You Have the Right to Remain Silent...But Only if You Tell Me You Wish To Do So

If you’ve ever seen Law and Order, or any other cop show on TV for that matter, or have yourself been read your rights as a U.S. citizen, then you know you have the right to remain silent, the right to an attorney, etc. These rights are commonly known as our Miranda warnings. Well how would you feel if you suddenly felt your rights ripped away from you? Probably not too great.

This is a distinct possibility. The Supreme Court has examined these warnings and made several key revisions to them. According to the ruling, there will now be changes to the way that lawyers, suspects and police officers interact. In essence it is a regression of the rights that we Americans have become so used to experiencing.

These warnings arose out of a 1966 case in which a man, Ernesto Miranda, had been accused of rape and kidnapping. The ruling required officers to explain the right to remain silent and the right to a lawyer; if you could not afford a lawyer then one would be appointed to you.

The court has been becoming more conservative over the decades since the Miranda ruling, according to an AP article. Also explained in this article is the idea that the court is “doing everything it can to ease the admissibility of confessions that police wriggle out of suspects."

There is an issue in the wording in Florida that made it unclear that a lawyer was actually allowed to be present during police questioning. However, Justice Gisnberg did not object to the wording, saying all the essential information was there. Perhaps officers don’t want their suspects to know a lawyer can be present during questioning so as to make their jobs easier and get more information out of their suspects. The lack of clarity in the wording of the information sounds like an intimidation factor to me. I think the authorities prefer a populace that is comfortably unaware of the rights they are entitled to so there will be no revolt or questioning of authority.

Additionally, it is now a fact that if a suspect wishes to remain silent then they must express this wish verbally. Justice Sotomayor explains, “suspects will be legally presumed to have waived their rights even if they have given no clear expression of their intent to do so."

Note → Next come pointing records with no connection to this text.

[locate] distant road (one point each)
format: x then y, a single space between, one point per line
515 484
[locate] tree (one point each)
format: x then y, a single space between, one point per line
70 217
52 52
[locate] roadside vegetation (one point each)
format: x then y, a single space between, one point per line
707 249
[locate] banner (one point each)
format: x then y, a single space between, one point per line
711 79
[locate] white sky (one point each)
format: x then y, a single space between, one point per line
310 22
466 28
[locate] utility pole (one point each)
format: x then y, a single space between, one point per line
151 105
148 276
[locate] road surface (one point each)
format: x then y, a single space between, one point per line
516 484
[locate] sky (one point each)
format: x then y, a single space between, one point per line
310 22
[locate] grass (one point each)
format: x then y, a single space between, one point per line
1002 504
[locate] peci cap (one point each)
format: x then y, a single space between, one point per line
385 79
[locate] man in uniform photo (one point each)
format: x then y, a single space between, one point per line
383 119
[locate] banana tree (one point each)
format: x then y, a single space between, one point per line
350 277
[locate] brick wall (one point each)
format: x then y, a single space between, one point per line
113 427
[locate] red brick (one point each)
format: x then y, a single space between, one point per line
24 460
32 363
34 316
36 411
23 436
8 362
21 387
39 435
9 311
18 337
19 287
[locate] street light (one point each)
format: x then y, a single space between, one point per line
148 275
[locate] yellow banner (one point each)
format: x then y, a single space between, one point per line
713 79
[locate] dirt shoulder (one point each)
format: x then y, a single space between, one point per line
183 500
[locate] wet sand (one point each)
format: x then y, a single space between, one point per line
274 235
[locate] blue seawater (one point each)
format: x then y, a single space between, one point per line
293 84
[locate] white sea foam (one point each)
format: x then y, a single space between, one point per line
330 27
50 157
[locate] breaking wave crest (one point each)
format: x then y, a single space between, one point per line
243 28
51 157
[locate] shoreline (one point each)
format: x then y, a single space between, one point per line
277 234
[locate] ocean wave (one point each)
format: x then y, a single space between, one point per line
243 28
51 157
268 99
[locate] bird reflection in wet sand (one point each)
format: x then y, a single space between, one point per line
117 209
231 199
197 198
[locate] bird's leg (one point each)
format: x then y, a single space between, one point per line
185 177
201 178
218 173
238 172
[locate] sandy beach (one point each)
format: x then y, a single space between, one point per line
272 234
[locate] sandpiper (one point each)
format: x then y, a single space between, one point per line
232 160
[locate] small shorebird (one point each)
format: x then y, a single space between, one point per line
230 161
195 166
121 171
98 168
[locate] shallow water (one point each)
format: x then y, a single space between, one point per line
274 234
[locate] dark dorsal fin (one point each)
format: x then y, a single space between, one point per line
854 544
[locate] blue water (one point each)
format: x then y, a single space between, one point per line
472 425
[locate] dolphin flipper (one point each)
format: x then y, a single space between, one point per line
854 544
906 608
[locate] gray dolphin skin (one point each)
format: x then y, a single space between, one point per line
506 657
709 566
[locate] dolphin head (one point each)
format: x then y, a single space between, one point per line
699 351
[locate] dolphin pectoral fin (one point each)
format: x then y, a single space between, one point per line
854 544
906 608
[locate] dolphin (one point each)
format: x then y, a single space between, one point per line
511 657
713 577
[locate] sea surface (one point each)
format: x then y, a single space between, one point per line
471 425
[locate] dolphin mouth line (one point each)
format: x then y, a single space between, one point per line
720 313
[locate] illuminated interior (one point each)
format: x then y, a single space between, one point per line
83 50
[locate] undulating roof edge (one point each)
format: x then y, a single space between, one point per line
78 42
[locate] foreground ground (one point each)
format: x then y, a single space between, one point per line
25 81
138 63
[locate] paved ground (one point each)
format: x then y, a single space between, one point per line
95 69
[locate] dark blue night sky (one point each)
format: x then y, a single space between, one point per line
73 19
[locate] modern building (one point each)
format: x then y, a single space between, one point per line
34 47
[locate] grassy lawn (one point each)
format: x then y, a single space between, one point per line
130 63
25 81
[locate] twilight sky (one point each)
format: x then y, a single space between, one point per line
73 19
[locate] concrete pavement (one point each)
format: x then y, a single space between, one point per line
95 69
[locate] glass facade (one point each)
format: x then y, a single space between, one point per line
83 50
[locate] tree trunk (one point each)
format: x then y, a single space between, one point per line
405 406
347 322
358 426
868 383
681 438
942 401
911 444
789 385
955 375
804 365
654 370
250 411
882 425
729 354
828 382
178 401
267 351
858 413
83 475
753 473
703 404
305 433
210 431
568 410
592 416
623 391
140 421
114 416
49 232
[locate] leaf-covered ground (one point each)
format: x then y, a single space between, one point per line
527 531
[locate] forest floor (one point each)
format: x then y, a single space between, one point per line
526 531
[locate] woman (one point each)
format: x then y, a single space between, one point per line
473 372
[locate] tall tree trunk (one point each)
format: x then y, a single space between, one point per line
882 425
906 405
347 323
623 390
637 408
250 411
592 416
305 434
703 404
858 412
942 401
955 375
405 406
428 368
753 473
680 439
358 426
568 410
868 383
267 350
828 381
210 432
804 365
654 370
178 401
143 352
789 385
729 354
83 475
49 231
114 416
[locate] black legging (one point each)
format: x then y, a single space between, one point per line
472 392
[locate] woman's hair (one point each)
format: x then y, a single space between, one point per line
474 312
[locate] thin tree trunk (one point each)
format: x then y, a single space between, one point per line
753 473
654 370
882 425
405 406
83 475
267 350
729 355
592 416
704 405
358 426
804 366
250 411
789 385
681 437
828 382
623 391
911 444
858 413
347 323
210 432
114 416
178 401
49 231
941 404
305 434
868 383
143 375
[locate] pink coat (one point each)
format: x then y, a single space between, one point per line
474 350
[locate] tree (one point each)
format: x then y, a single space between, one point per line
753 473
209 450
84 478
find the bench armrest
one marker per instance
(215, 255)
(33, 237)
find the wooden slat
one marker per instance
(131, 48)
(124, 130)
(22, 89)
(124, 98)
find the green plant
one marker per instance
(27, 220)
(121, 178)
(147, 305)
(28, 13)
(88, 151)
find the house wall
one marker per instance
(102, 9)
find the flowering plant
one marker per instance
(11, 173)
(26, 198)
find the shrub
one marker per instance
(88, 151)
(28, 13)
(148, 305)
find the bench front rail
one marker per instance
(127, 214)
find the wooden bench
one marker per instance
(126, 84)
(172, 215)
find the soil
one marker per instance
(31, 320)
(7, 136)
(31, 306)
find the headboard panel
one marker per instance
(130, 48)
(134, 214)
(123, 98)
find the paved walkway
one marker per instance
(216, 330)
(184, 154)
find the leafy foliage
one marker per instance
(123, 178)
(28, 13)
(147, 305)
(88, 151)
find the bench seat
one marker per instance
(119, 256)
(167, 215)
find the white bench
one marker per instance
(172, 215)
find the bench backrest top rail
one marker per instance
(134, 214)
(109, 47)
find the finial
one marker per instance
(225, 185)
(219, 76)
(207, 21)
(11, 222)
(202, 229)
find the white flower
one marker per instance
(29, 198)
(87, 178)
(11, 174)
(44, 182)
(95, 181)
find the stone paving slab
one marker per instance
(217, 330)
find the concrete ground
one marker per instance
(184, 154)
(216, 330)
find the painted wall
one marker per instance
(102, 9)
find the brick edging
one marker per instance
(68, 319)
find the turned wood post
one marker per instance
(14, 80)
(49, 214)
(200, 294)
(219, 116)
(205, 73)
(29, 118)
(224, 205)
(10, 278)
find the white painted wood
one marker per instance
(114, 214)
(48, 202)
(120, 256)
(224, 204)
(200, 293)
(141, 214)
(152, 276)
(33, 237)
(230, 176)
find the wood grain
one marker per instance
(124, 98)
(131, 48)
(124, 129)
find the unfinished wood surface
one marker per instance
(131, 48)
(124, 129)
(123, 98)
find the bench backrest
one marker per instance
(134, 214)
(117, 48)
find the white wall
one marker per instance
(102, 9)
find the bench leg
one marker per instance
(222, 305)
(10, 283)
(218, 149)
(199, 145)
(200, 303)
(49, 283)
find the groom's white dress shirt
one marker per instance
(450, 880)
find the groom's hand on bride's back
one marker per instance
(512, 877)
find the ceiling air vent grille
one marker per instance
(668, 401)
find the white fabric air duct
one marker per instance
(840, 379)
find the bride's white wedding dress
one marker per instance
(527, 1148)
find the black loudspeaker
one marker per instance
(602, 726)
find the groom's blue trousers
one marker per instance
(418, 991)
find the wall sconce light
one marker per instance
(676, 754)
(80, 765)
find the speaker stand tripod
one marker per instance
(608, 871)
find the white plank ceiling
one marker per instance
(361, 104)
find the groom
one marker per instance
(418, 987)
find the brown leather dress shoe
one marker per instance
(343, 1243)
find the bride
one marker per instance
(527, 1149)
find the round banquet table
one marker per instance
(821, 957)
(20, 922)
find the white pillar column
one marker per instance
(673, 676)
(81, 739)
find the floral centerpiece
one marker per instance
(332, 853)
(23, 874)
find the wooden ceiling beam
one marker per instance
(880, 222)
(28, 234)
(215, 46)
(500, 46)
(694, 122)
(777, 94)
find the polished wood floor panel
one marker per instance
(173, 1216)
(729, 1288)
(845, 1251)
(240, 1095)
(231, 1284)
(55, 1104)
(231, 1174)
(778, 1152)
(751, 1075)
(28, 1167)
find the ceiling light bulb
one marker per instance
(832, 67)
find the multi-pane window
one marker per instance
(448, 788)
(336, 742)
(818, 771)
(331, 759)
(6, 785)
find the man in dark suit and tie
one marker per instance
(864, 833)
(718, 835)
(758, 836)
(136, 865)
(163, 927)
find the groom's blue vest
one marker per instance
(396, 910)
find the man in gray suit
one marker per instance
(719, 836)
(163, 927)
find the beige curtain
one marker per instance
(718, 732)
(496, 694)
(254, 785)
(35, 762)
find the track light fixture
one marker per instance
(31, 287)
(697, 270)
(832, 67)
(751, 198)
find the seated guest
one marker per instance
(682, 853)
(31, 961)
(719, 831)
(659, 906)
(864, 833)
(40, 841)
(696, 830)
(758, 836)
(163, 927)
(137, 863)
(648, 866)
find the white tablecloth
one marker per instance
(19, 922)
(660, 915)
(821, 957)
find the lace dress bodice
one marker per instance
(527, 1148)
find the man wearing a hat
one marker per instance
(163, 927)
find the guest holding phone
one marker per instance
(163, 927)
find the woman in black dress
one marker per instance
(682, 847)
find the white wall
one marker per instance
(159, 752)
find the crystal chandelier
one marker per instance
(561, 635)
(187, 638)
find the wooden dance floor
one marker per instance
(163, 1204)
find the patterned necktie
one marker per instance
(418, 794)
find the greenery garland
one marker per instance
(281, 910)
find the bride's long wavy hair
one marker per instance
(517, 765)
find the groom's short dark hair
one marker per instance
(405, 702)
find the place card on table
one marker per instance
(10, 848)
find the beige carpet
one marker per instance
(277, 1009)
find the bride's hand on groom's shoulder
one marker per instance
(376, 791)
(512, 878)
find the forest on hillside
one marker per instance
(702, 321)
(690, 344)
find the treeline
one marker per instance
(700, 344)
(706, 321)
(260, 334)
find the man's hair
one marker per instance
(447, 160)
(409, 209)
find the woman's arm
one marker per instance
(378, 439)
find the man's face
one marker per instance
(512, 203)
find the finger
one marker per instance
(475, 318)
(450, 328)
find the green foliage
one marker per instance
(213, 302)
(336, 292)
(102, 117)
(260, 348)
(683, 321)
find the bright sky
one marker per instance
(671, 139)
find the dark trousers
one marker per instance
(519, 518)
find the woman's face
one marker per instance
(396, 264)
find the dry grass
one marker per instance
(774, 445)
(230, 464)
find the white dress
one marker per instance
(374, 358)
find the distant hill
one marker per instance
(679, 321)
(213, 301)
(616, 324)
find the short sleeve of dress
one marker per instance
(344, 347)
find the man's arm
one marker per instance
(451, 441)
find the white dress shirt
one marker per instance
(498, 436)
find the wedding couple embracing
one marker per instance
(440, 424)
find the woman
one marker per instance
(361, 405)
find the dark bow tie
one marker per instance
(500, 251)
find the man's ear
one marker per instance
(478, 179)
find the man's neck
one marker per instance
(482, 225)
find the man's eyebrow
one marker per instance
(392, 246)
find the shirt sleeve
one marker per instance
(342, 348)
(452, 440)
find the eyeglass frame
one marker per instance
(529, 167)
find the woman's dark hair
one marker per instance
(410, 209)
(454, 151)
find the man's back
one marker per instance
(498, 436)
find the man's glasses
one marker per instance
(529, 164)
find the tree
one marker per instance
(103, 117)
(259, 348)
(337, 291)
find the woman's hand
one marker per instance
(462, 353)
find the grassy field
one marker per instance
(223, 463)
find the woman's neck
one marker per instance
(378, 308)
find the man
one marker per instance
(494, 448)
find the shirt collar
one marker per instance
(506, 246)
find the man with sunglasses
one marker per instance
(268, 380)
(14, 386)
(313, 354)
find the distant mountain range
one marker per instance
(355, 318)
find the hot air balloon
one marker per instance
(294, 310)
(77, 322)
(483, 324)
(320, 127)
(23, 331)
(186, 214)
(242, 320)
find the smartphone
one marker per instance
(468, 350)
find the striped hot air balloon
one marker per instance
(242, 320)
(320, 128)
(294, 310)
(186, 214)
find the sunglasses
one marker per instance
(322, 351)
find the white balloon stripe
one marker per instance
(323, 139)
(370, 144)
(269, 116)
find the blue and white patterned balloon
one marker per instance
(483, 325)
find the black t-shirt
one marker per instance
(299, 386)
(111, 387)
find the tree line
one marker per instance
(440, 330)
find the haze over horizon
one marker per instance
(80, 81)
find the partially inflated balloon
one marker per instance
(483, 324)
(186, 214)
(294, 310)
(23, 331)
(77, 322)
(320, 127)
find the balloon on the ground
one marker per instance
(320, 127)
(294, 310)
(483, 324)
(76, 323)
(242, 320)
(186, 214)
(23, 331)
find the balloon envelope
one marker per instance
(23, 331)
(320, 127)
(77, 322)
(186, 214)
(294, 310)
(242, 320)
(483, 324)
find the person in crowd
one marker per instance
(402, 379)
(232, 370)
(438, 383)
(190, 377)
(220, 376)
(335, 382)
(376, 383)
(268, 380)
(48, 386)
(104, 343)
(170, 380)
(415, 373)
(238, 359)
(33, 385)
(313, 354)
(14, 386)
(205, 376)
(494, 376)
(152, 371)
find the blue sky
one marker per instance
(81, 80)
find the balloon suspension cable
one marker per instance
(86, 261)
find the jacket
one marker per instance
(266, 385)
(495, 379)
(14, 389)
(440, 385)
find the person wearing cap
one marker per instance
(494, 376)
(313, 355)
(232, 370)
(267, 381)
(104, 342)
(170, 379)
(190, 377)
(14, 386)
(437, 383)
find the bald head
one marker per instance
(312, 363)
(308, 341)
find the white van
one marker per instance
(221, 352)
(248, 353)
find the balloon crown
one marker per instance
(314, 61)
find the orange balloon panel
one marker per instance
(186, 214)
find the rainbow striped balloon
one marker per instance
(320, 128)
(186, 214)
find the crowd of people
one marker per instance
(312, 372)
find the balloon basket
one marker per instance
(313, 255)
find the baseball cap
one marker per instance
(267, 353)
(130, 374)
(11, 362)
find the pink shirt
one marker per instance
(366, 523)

James Pasco, who is a member of the National Fraternal Order of Police has said he thinks what these alterations to the Miranda warnings will do is to allow police to get confessions out of suspects more easily.

That idea really worries me. I think what we need to do as Americans is to fight for our rights. We have become too complacent with our government over time. Our country was founded by people who stood up to unfair and harsh rule, and I think our generation would do well to follow in our forefathers’ footsteps. If we don’t stand up for our rights now, then before we know it we won’t have any rights left to fight for.